Python toolbox for phenotype analysis of arrayed microbial colonies
Project description
Welcome to the pyphe toolbox
A python toolbox for phenotype analysis of arrayed microbial colonies written by Stephan Kamrad (stephan.kamrad at crick.ac.uk).
Please see our preprint for a detailed description of the algorithms and applications and the FAQs at the bottom of the page.
Installation
- We recommend to run pyphe on a Linux OS. It is possible to install pyphe on other platforms but calling scripts from the command line is not so straight-forward in Windows. Scanning requires a Linux OS with a correctly configured SANE driver and ImageMagick installed.
- Pyphe requires Python 3 and a few common packages, available through the anaconda distribution.
- Install pyphe by running 'pip install pyphe' in your terminal.

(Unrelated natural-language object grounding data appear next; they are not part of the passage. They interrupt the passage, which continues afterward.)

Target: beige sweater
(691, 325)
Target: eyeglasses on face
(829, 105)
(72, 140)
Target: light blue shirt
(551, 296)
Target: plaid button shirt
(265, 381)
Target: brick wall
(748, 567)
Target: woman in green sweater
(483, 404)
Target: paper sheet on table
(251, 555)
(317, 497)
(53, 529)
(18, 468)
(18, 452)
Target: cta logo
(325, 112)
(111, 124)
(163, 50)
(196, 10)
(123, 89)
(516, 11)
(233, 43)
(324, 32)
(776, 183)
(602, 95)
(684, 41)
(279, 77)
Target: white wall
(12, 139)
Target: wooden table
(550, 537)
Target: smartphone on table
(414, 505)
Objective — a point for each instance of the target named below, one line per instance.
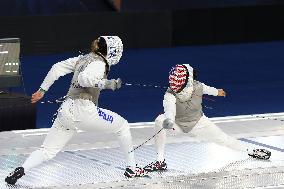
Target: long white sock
(125, 140)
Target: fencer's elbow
(82, 80)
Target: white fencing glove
(168, 124)
(113, 84)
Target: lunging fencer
(80, 110)
(183, 114)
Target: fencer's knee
(159, 121)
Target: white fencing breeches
(83, 115)
(205, 130)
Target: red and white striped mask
(179, 76)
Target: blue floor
(252, 75)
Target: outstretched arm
(57, 70)
(213, 91)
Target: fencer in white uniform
(80, 110)
(183, 114)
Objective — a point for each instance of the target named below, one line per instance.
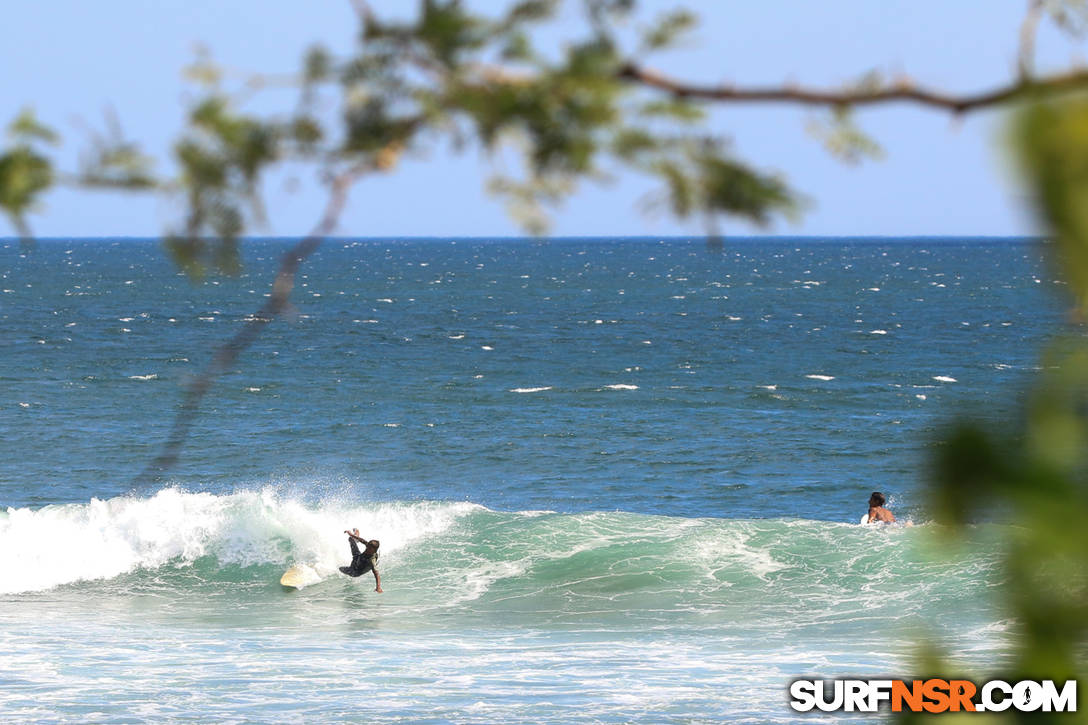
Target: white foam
(40, 549)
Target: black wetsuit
(361, 562)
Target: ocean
(615, 480)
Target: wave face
(529, 616)
(174, 530)
(481, 564)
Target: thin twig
(1024, 87)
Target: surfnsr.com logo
(932, 696)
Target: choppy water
(614, 481)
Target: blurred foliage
(25, 171)
(1033, 475)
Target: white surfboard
(298, 576)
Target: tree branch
(275, 305)
(903, 91)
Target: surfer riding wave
(362, 561)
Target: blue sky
(71, 59)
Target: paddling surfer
(877, 511)
(362, 561)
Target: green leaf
(1052, 144)
(24, 175)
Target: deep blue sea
(615, 480)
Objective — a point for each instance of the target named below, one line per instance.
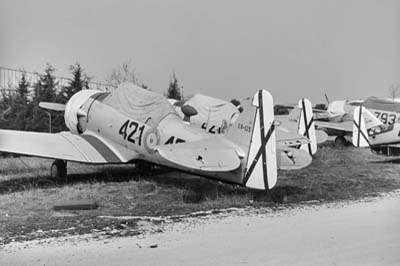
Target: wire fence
(10, 78)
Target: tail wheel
(58, 169)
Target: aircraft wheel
(340, 141)
(58, 169)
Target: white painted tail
(306, 127)
(360, 134)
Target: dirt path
(360, 233)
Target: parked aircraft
(215, 116)
(337, 119)
(131, 124)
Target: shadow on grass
(388, 161)
(194, 189)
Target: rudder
(255, 132)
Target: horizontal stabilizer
(292, 159)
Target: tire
(58, 170)
(340, 141)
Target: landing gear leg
(340, 141)
(58, 169)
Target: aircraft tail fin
(360, 134)
(254, 132)
(370, 119)
(306, 126)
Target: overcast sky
(226, 49)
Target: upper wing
(285, 137)
(204, 155)
(64, 146)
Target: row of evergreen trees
(19, 108)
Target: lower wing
(203, 155)
(345, 126)
(64, 146)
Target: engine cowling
(74, 111)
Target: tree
(125, 73)
(45, 91)
(174, 90)
(79, 82)
(394, 90)
(21, 109)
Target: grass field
(27, 195)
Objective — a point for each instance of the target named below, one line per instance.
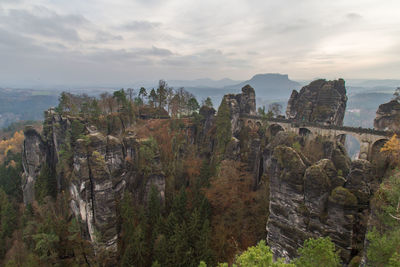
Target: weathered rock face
(241, 104)
(102, 168)
(388, 116)
(34, 155)
(321, 101)
(309, 200)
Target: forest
(210, 213)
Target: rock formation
(102, 167)
(321, 101)
(388, 116)
(309, 200)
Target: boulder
(321, 101)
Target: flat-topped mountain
(273, 85)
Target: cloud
(140, 25)
(353, 16)
(43, 23)
(171, 39)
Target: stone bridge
(370, 140)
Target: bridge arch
(376, 146)
(274, 128)
(304, 132)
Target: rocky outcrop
(241, 104)
(309, 200)
(94, 168)
(321, 101)
(388, 117)
(33, 157)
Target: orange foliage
(392, 149)
(12, 144)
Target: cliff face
(314, 189)
(94, 168)
(33, 157)
(321, 101)
(388, 116)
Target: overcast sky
(87, 42)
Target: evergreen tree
(318, 252)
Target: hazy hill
(270, 85)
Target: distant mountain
(202, 83)
(373, 83)
(270, 85)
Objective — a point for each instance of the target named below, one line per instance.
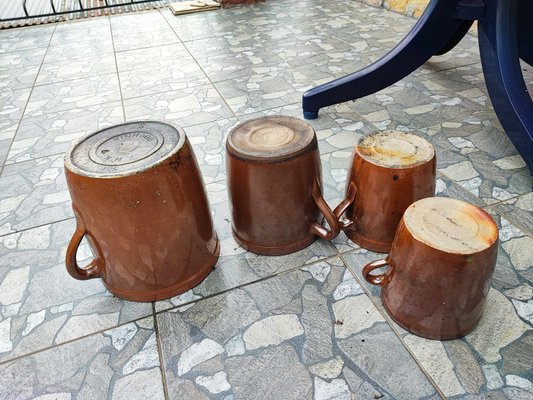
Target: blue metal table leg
(498, 44)
(525, 31)
(433, 31)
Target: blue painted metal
(505, 35)
(435, 28)
(525, 31)
(498, 45)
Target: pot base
(170, 291)
(369, 244)
(274, 250)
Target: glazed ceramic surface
(275, 186)
(439, 269)
(389, 171)
(140, 201)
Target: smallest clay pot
(389, 171)
(439, 269)
(275, 186)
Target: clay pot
(389, 171)
(275, 186)
(140, 201)
(439, 269)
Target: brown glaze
(430, 289)
(379, 191)
(275, 186)
(143, 208)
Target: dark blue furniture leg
(435, 29)
(498, 44)
(525, 31)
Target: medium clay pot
(275, 186)
(389, 171)
(439, 269)
(140, 201)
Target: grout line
(27, 101)
(199, 66)
(160, 353)
(391, 325)
(154, 313)
(117, 70)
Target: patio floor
(293, 327)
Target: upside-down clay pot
(389, 171)
(439, 269)
(275, 186)
(140, 202)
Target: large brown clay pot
(389, 171)
(139, 199)
(439, 269)
(275, 186)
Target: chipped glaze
(431, 290)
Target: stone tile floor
(293, 327)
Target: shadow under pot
(275, 186)
(389, 171)
(140, 202)
(440, 268)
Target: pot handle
(95, 269)
(316, 228)
(347, 202)
(381, 279)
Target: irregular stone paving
(299, 326)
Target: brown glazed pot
(439, 269)
(275, 186)
(385, 178)
(139, 199)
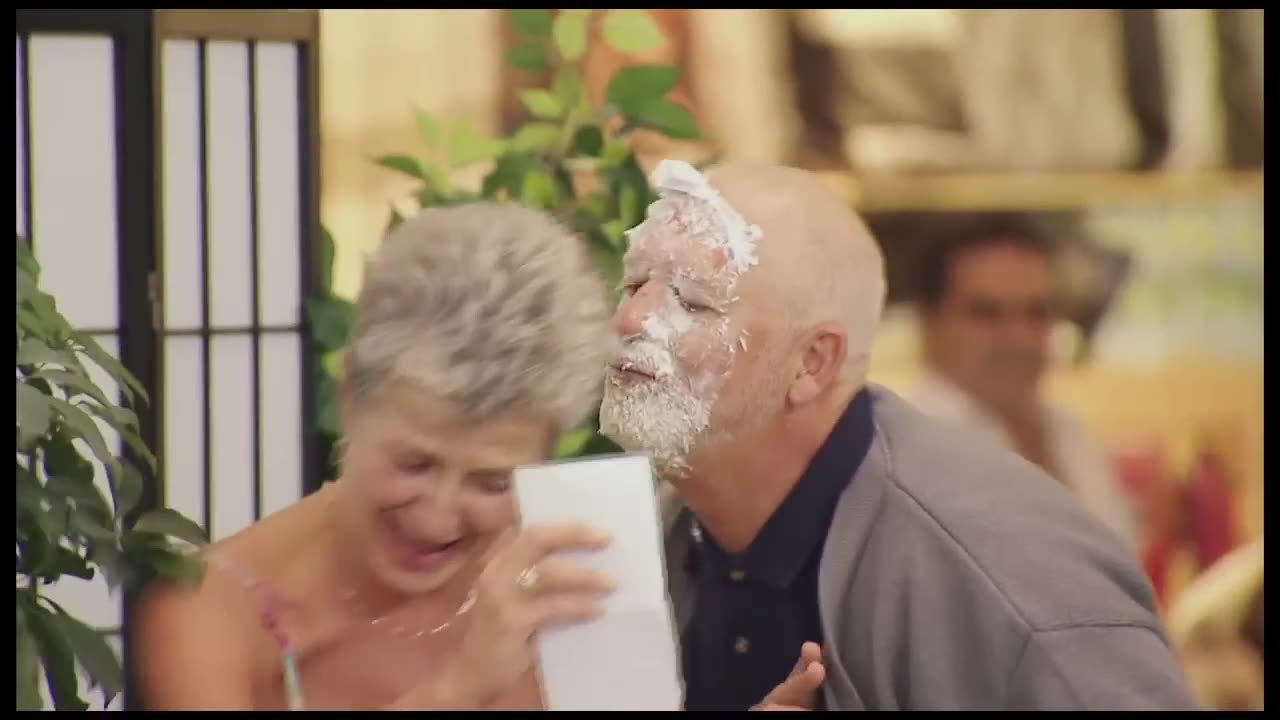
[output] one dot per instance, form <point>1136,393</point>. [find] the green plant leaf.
<point>110,560</point>
<point>35,351</point>
<point>539,191</point>
<point>128,383</point>
<point>616,231</point>
<point>589,141</point>
<point>635,87</point>
<point>508,173</point>
<point>27,664</point>
<point>186,569</point>
<point>332,363</point>
<point>77,383</point>
<point>570,33</point>
<point>83,425</point>
<point>571,442</point>
<point>467,146</point>
<point>169,523</point>
<point>328,408</point>
<point>94,652</point>
<point>530,57</point>
<point>35,413</point>
<point>59,661</point>
<point>27,260</point>
<point>91,524</point>
<point>26,286</point>
<point>28,322</point>
<point>128,490</point>
<point>83,491</point>
<point>567,87</point>
<point>428,128</point>
<point>534,137</point>
<point>542,104</point>
<point>332,319</point>
<point>536,23</point>
<point>668,118</point>
<point>402,164</point>
<point>327,254</point>
<point>631,31</point>
<point>630,206</point>
<point>67,563</point>
<point>615,153</point>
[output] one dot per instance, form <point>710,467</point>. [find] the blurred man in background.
<point>988,299</point>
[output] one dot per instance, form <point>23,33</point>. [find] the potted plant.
<point>572,159</point>
<point>65,524</point>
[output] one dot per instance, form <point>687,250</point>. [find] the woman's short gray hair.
<point>492,308</point>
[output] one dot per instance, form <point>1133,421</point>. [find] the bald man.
<point>935,569</point>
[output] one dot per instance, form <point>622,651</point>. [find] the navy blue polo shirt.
<point>754,610</point>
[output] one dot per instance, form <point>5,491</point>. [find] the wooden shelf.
<point>1037,191</point>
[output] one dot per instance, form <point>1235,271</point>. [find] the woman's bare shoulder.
<point>208,645</point>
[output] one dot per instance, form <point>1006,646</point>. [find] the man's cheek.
<point>704,354</point>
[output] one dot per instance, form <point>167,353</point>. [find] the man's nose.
<point>632,310</point>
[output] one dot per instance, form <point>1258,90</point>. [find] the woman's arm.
<point>192,650</point>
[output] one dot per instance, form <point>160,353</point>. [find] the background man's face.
<point>992,326</point>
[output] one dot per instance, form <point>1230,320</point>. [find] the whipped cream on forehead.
<point>688,201</point>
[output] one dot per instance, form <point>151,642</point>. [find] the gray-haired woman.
<point>480,336</point>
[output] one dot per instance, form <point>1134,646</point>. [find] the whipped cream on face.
<point>668,414</point>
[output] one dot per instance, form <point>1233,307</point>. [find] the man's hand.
<point>800,689</point>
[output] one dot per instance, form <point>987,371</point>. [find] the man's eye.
<point>417,465</point>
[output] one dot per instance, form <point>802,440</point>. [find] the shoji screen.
<point>82,190</point>
<point>165,176</point>
<point>232,245</point>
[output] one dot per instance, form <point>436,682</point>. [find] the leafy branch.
<point>67,523</point>
<point>571,158</point>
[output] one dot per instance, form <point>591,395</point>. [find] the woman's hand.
<point>519,591</point>
<point>800,689</point>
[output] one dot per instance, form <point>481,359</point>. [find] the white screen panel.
<point>22,150</point>
<point>278,183</point>
<point>184,427</point>
<point>73,169</point>
<point>91,601</point>
<point>179,188</point>
<point>229,183</point>
<point>232,433</point>
<point>282,420</point>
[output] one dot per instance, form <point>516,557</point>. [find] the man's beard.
<point>662,417</point>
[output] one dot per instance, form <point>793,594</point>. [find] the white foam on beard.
<point>668,415</point>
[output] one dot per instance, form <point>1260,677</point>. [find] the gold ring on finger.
<point>528,579</point>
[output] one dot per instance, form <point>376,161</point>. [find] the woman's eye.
<point>494,484</point>
<point>690,306</point>
<point>417,465</point>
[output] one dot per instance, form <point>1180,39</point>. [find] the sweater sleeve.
<point>1098,668</point>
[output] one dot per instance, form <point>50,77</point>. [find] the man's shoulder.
<point>973,513</point>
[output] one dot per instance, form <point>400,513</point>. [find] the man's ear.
<point>822,358</point>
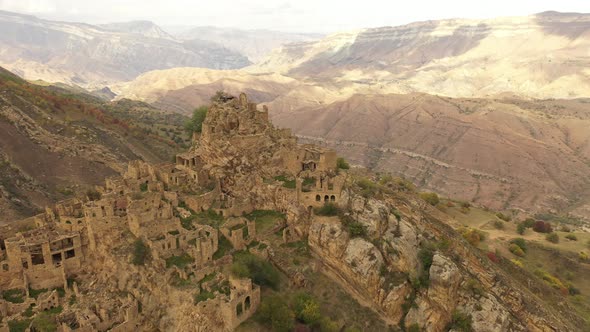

- Open a new terminal and try and run 'pyphe-quantify -h' which should show the help page of one of pyphe's command line tools. See the FAQs at the end for what to do if you're on Windows.
Overview
A typical fitness screen with pyphe will involve:
- Image acquisition with pyphe-scan, or pyphe-scan-timecourse
- Quantification of colony properties from images using pyphe-quantify. In the case of growth curves, parameters are additionally extracted with pyphe-growthcurves.
- Normalisation and data aggregation using pyphe-analyse.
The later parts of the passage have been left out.